#52ancestors Week 13 – Nearly Forgotten
With the COVID-19 virus touching just about every facet of our life, I wondered how they managed back in 1917-1918 when another pandemic raged called the Spanish Flu. More importantly, I think of the Pawlak family in Milwaukee at that time, Stephen and Blanche (Bronislawa) Pawlak and their seven children including Charles Pawlak who was the youngest. They had a lot more going on in the family than just trying to avoid the epidemic.
In early 1917, Blanche fell ill and it may have been tuberculosis as she had to leave the family for an extended period of time for treatment. Or perhaps she was in a postpartum depression after the birth of her last child or she had the flu and pneumonia. We really don’t know why she had to seek treatment but do know that it must have put the family in turmoil. Stephen and the oldest son, Stanley had to work to continue supporting the family but who would care for the other six children?
The solution was the Milwaukee County Home for Dependent Children in nearby town of Wauwatosa, WI – an institution nearly forgotten today!

This old postcard show a pretty peaceful and pleasant setting for the Home for Dependent Children. Children of families that couldn’t afford to care for them were housed here after the complex was built in 1898. This institution cared for children of poor families, abandoned children, delinquent children and orphans as well as children of parents incarcerated, insane, neglectful, immoral, ill, deceased among other reasons. The Children’s Home was intended to be a temporary home and children were returned to parents as soon as it was possible. This 160 acres multi-building complex was interconnected by artery-like tunnels to the Administration building which had a laundry, children’s dining room, kitchen and washrooms – all the necessary rooms for a functioning children’s home. The children stayed in one of four “cottages” and attended the school on the property.

The Children’s Home was an answer to the Pawlak family dilemma when Blanche fell ill. Edward, Joseph, Clara, Sigmund, Sophie and Charles went to the Home on 10 April 1917. Sophie was just two years old and Charles just turned one year old.

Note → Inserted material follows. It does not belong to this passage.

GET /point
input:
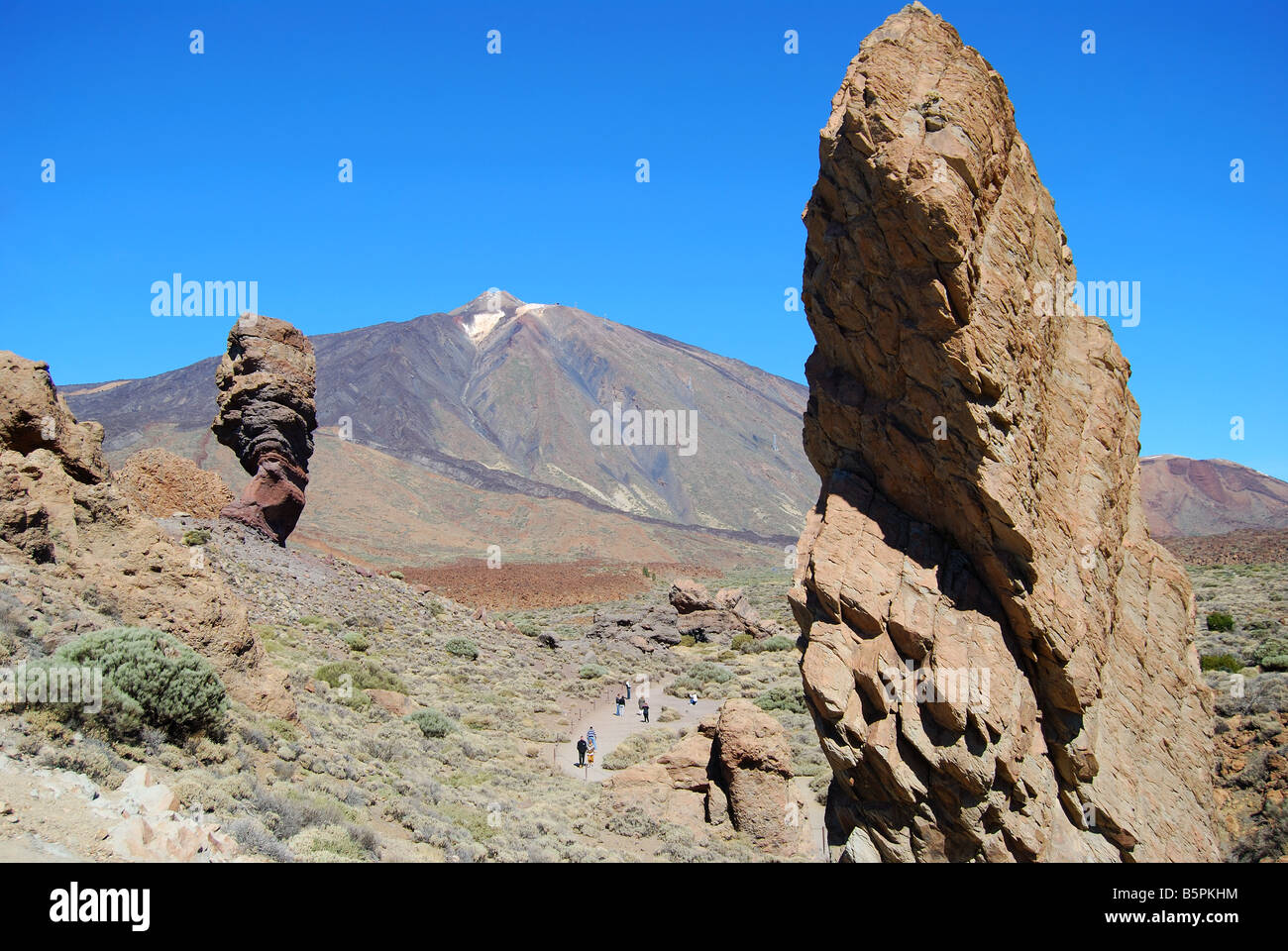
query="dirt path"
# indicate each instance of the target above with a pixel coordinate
(609, 729)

Clara, who was seven at the time, remembered her dad bringing them to the home. The girls went one way and the boys another when they arrived. She remembered her dad visiting them as they were in the Home for some time. On 4th of July, she recalled getting all dressed up in stars and stripes and being picked to lead the girls in a parade. Clara recalled she learned how to swim while at the home and learned English in the school. (The Pawlak family spoke Polish at home.)


Although Clara enjoyed her time at the home, things did not go well for her younger sister, Sophie, who was two years old. Five months after entering the Home, Sophie becomes gravely ill and died on September 22, 1917, just five months after arriving. Little Sophie was about 2 years and 9 months old. The cause of death was double migrative lobar pneumonia and convulsions due to toxemia. Could her death have been connected to the flu epidemic? Many times the flu victims contracted pneumonia and that was listed as the cause of death rather than the flu. We will never know. Clara remembered little about Sophie’s funeral except the little white coffin. However, Stephen and Blanche must have been devastated to lose their child under these circumstances.

Sophie’s funeral was at St. Adalbert’s Church and she was buried in St. Adalbert’s Cemetery in Milwaukee. Although the family made wooden crosses for her grave throughout the years, a permanent marker was never purchased for some reason until last year. Charles’s son, Daniel, and two cousins decided Sophie must never be forgotten and purchased a marble grave stone. After 102 years, Sophie finally has a marker that will last long after those who remember her are gone!
On this 160 acre complex on Watertown Plank Road in Wauwatosa, WI with the Children’s Home were also other public welfare institutions such as the Milwaukee County Hospital, School of Agriculture, Muirdale and Blue Mound Sanitoriums, and the Asylum for Mentally Diseased. All the buildings associated with the County Children’s Home have been razed and just the Administration Building is left and designated as a Historic Site.
In a way, the Milwaukee County Home for Dependent Children is a nearly forgotten institution. But it still has a place in the Pawlak family history – a sad chapter with the loss of Sophie Pawlak. The Children’s Home has a heavy history as a place surely of sorrow for countless children but perhaps also a place of comfort for others. My final image is that of a group of orphans being tended by a young nurse at the Children’s Home. I find it a touching photo.

Source: https://onmilwaukee.com/history/articles/county-parks-headquarters.html.
Thank you for your work researching this time period in Dad’s family and the tragic loss of Aunt Sophie. Sure wish we could have all come to know her but at least this article gives us an opportunity to remember “of her”.
Look forward to these blogs keep up the great work!